La tentazione di buttare tutto è dietro l’angolo. Buttare impegni, scelte, relazioni, passioni, doveri, piaceri, interessi. Buttare anni, luoghi, memorie, dimore, cose, storie. Buttare ideali, valori, principi, mentalità, fedi. Quando poi, quel buttare, non è necessariamente un gettar via ma anche solo abbandonare al grigio le cose pur continuando a viverle. Magari accontentandosi, da eterni adolescenti, di andare avanti a «botte di vita», di qualunque genere siano.

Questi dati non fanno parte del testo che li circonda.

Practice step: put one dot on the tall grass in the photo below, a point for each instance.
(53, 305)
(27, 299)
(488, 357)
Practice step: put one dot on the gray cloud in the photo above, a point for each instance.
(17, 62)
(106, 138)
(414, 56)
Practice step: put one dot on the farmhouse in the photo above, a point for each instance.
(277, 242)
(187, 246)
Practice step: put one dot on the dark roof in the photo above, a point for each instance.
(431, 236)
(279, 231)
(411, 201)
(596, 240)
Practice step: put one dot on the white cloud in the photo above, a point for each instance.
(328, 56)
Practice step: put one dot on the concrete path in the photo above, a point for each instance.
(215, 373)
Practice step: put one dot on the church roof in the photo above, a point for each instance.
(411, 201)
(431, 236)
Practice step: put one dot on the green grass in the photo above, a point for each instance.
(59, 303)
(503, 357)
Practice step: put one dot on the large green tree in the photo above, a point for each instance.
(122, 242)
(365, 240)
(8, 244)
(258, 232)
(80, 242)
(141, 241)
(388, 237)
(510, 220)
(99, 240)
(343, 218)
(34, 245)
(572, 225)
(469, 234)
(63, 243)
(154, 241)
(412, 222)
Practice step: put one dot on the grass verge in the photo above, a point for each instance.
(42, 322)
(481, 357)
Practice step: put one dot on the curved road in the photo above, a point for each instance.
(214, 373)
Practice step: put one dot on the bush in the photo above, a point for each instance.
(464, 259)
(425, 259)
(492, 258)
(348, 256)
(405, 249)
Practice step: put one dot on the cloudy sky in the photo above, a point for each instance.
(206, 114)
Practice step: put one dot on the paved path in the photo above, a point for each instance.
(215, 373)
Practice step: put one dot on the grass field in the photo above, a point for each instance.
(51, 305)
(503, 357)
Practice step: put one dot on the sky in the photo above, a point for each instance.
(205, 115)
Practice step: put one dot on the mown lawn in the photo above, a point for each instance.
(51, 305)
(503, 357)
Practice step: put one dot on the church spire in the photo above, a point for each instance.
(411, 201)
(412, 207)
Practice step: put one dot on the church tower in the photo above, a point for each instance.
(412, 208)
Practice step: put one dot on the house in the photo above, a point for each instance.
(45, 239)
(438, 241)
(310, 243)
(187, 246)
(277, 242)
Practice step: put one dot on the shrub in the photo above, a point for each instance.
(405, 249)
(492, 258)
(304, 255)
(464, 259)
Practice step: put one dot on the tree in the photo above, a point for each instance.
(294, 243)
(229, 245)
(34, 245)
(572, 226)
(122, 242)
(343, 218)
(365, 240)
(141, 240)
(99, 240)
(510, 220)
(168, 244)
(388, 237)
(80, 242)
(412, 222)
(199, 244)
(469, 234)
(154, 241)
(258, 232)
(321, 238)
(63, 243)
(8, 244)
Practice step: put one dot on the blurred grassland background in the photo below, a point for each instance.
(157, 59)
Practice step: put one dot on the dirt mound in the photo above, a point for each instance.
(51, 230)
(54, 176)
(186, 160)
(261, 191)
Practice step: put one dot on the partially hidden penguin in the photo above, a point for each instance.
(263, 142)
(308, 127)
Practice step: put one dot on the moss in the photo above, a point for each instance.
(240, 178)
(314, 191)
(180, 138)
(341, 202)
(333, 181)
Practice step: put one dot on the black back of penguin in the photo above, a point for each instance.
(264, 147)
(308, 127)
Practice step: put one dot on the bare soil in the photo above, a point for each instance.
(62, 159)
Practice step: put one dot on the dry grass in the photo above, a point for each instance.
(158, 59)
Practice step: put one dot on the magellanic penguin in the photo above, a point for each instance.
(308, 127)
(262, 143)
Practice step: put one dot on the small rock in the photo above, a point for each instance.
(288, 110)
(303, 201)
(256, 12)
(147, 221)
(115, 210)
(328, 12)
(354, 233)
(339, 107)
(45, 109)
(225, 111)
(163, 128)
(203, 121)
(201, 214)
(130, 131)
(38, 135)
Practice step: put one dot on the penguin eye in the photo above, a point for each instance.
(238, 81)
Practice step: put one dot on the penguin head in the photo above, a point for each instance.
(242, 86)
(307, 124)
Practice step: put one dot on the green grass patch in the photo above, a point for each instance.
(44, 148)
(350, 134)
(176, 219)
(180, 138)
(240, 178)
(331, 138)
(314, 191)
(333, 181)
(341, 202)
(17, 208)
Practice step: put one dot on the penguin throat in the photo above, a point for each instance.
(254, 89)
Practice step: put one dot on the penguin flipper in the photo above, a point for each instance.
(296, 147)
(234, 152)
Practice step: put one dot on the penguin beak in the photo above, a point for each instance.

Riempire d’acqua quelle sei giare, i servi dovevano averlo fatto migliaia di volte. Vuote e abbandonate lì in mezzo a una festa e in mezzo al racconto, sanno proprio di grigio. Mi fanno credere che anche quel rito di riempimento potesse essere scivolato lentamente in qualcosa di insipido e piatto. C’è qualcosa di nuovo ora in mezzo a quel grigio. C’è una parola, un comando che trasforma la fredda abitudine dei servi in un’occasione per essere discepoli.
Essi compiono l’opera per eccellenza del credente: obbediscono al Maestro; quello stesso identico e ripetuto gesto diviene così qualcosa di inedito e mai sperimentato. Il grigio si accende. La tristezza diventa gioia. Il vuoto trabocca di pienezza. Nella fessura aperta dalla disponibilità collaborativa dei servi si incanala un fiume di bellezza che li supera raggiungendo tutti i convitati.
Così che in quel vino – in quella gioia – non appare l’immagine riduttiva di una ricompensa per chi è stato diligente, ma quella inaspettata di una Sovrabbondanza di Bene incommensurabile che non attende altro che la possibilità di riversarsi sull’uomo. Se l’appiattimento stringe d’assedio la nostra vita, non c’è da buttare nulla e non si tratta di spolverare con un colpo di novità le cose, ma di aprire una feritoia alla capacità di Dio di rigenerare continuamente la nostra esistenza.
La vita cristiana è quel particolare modo di stare nel mondo che non consiste certo nel banale sottomettersi a una serie di – grigi – precetti morali, ma nell’intenzione quotidiana di cogliere lo Spirito che anima l’insegnamento di Gesù, cercando di fargli spazio nei propri pensieri, parole, desideri, scelte e opere. Una disponibilità offerta senza preclusioni al Vangelo, nell’impegno di dargli priorità assoluta rispetto ad ogni altro criterio: questa è la “crepa” attraverso cui fluisce la più autentica gioia evangelica; questo è il più solido antidoto all’appiattimento della vita.
I cristiani capaci di riempire l’umanità di armonia, di pace, di consolazione e di speranza non sono quelli che trovano le parole giuste, il carisma più convincente, le opere più affascinanti. Bensì quelli che – magari di nascosto, sul modello dei servi di Cana – si appassionano al ruolo del discepolo obbediente aprendo così continue sorgenti di grazia sul mondo e facendo delle loro relazioni personali i canali dove lasciar scorrere la pienezza di vita per sé e per il loro prossimo.
Questi, di solito, stanno ad ammirare il miracolo dopo aver fatto tutto ciò che dovevano fare, sorridendo benevolmente di chi – come il maestro di tavola a Cana – si erge a profeta, parlando a sproposito di ciò che non sa. Li trovi sempre lì, in disparte. E senza un bruscolo di polvere addosso.